Q: What information do Athena machines collect and report?
Answer
Athena workstations report two primary pieces of data back to IS&T servers. The first is called counterlog, and is essentially an Athena machine reporting on its existence. The second is called metrics and only affects public IS&T-owned machines in clusters and quickstations.
counterlog
Why is this collected?: All Athena machines, whether public or private, report their existence back to the central IS&T syslog server once per day. It is important for IS&T to have a count of the total number of Athena machines around campus for multiple reasons. IS&T needs to be able to allocate resources (both money and staff) correctly, and knowing how many Athena machines we have to support is essential. Many of the software license agreements we sign are based on a specific number of public machines throughout campus. If that number changes substantially, we may need to notify the vendor or renegotiate the agreement.
What is collected?: The information sent includes the version of Athena (for 9.x releases) or metapackage installed (for Debathena), the hostname of the machine, the operating system, and the processor type. It also includes a unique identifier generated from the MAC (Ethernet) address of the workstation. For example:
counterlog: w20-575-1.mit.edu linux i686 debathena-workstation 4048dd06645beadca0adba359b1fc731 cron
The script that generates this information may be examined on any Athena workstation. On Athena 9.4 workstations, the script is located at /etc/athena/counterlog. On Debathena workstations, it's located at /usr/lib/debathena-counterlog/athena-counterlog.
Is there any personally identifying information?: No information about the user logged in at the time is collected. Note that the moira record may contain information about the administrative contact or billing contact for a machine, and that such information is available to any member of the MIT community.
metrics
This section only applies to public, IS&T-owned Debathena workstations. The metrics program is not installed on private workstations or Athena 9.4 workstations.
Why is this collected?: In recent years, IS&T management has requested additional information about what Athena is being used for. For example, is it used primarily for web browsing and e-mail? Is it used primarily for MATLAB and LaTeX? Or is it used for some balance between the two? This information is important for several reasons. First, it allows IS&T to justify its space allocation to the rest of the Institute (space in the main buildings has always been in high demand). Additionally, it lets us know what type of hardware is in demand in the Athena clusters. If Athena is being used primary for web browsing, then perhaps some high-end workstations should be replaced with dedicated web and e-mail kiosks. On the other hand, if Athena workstations are primarily being used for processor-intensive tasks, it allows us to justify the Athena workstation replacement budget. Lastly, it allows us to customize the Athena environment to better support the usage of Athena. Maintaining a general-purpose computing environment throughout campus is fairly difficult – if we know that certain aspects of it are more important than others, we can better tailor the user experience.
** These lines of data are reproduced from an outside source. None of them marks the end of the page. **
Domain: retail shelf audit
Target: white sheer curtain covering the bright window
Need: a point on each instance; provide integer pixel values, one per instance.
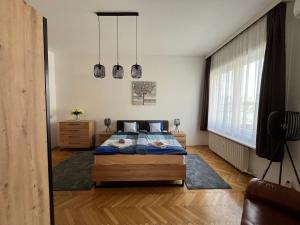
(235, 84)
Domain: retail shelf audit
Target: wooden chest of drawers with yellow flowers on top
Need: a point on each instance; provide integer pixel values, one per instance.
(77, 134)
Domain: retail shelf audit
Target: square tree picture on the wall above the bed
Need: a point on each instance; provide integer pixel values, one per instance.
(143, 92)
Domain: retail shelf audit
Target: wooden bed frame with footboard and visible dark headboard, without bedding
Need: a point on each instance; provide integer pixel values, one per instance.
(119, 167)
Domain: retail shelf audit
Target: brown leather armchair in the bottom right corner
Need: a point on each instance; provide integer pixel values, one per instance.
(270, 204)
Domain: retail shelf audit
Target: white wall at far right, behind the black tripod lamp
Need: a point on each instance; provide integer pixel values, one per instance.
(258, 165)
What is collected?: At the end of each login session, the following data – along with a random universally unique identifier (UUID) – is sent to the syslog server:
- the duration of the login session
- the names of any packages installed during the session
- the paths of any binaries run during the session
We realize that the last item is by far the most controversial, and have put in place the following safeguards to ensure that user privacy is retained to the maximum extent:
- No user information is collected
- The raw data is only available to IS&T Server Operations staff (approximately 19 people).
- Data analysis focuses on the type of application (e.g. Math Software, Web Browser, Office Suite) rather than the actual binary being run.
If you wish, you may examine the program that compiles and sends this data. It is available at /usr/share/python-support/debathena-metrics/debathena/metrics/gatherer.py, or /afs/dev.mit.edu/source/src-svn/debathena/debathena/metrics/debathena/metrics/gatherer.py from a non-cluster machine.
Is there any personally identifying information?: No. No information about the user logged in at the time is collected.